Inflation Data Not Yet Cooperating for Interest Rate Cuts This Year – But That May Change

Inflation Data Not Yet Cooperating for Interest Rate Cuts This Year – But That May Change

March 12, 2024 — At the start of 2024, conventional wisdom held that Federal Reserve Chairman Jay Powell would initiate a series of interest rate cuts throughout the year as inflation began to slow. Some optimistic economists even predicted up to six cuts in total for this year.

However, the financial narrative took an unexpected turn. Higher-than-expected inflation data emerged for the second consecutive month, potentially impeding the anticipated interest rate cuts this year. Consumer prices jumped 3.2% in February from last year and 0.4% from January, according to the February Consumer Price Index (CPI) released Tuesday.

The Fed raised interest rates 11 times from March 2022 to May 2023, hoping to reduce inflation to 2%, down from its peak of 9% in mid-2022.

Powell told Congress last week that the Fed needs “just a bit more evidence” that the economy will likely drop to 2% growth before instituting rate cuts this year.

The Fed is meeting next week but is not expected to make any announcements other than reinforcing the need for more data before changing its policy.

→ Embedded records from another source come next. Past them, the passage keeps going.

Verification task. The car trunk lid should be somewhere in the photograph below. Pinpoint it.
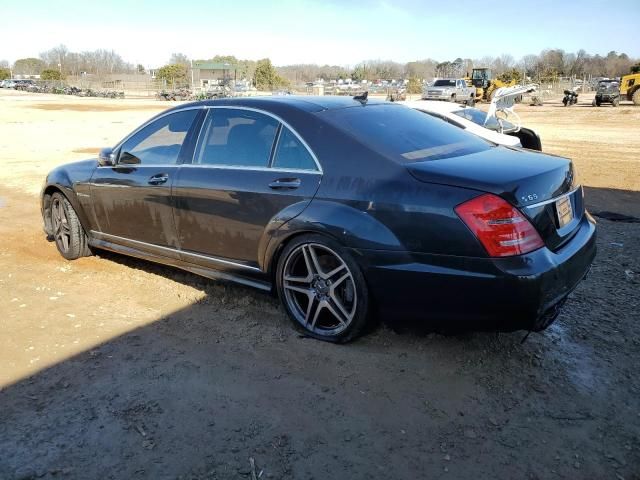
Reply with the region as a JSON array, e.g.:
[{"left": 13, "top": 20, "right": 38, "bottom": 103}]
[{"left": 407, "top": 147, "right": 584, "bottom": 250}]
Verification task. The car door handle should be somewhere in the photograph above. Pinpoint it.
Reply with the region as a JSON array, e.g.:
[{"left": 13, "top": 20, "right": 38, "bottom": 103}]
[
  {"left": 147, "top": 173, "right": 169, "bottom": 185},
  {"left": 269, "top": 178, "right": 301, "bottom": 190}
]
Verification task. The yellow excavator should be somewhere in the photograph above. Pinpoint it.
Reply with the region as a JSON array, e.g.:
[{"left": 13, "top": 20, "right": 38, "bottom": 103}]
[
  {"left": 465, "top": 68, "right": 518, "bottom": 102},
  {"left": 620, "top": 72, "right": 640, "bottom": 105}
]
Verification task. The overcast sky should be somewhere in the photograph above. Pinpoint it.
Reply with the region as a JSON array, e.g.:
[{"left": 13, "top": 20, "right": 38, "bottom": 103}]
[{"left": 0, "top": 0, "right": 640, "bottom": 67}]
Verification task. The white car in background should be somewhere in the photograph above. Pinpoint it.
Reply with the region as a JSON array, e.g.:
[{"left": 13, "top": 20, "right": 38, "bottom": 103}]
[{"left": 397, "top": 87, "right": 542, "bottom": 151}]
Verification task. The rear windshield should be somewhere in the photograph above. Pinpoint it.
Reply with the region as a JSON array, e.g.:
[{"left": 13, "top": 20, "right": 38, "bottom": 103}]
[
  {"left": 433, "top": 80, "right": 456, "bottom": 87},
  {"left": 320, "top": 104, "right": 491, "bottom": 163}
]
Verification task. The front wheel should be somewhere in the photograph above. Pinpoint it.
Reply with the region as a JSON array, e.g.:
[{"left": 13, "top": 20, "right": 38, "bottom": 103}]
[
  {"left": 276, "top": 235, "right": 369, "bottom": 343},
  {"left": 49, "top": 193, "right": 91, "bottom": 260}
]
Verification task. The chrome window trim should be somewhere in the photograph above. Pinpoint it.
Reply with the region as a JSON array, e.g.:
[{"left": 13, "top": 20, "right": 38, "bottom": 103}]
[
  {"left": 180, "top": 163, "right": 322, "bottom": 175},
  {"left": 525, "top": 185, "right": 582, "bottom": 208},
  {"left": 91, "top": 230, "right": 262, "bottom": 272}
]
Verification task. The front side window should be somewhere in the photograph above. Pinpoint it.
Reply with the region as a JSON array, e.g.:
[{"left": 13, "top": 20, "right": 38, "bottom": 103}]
[
  {"left": 195, "top": 108, "right": 279, "bottom": 167},
  {"left": 273, "top": 125, "right": 317, "bottom": 170},
  {"left": 119, "top": 110, "right": 198, "bottom": 165}
]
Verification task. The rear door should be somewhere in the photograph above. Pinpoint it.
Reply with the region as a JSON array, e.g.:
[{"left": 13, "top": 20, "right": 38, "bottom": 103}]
[
  {"left": 91, "top": 109, "right": 202, "bottom": 257},
  {"left": 174, "top": 107, "right": 322, "bottom": 268}
]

While the CPI generates headlines, the Fed’s more significant data point is the PCE (Personal-Consumption Expenditures price index), which is slated to be released on March 29. Since 2000, the Fed has relied on the PCE index to determine the nation’s level of inflation. The spending is typically less than what is reported by the CPI, which bodes well for potential rate cuts later this year. It was up 2.4% in January from last year — closer to the 2% number the Fed has set as its bar before cutting rates.

For now, the question is not whether the Fed will implement rate cuts but when and at what level. What the PCE numbers look like at the end of the month will likely determine whether the Fed will reduce rates in June or later. A lower number from the PCE could mean two to three interest rate cuts for the second half of 2024.

The answer is important for the auto industry. Lower interest rates make it easier for consumers to secure loans for vehicle purchases. Combined with the ongoing incentives and price cuts for automobiles, lower interest rates could mean a vibrant fourth quarter for auto sales.

On the M&A front, lower rates will remove some of the obstacles keeping transactions from happening, which means, the auto retail sector likely will significantly more action than it has the last 18 months.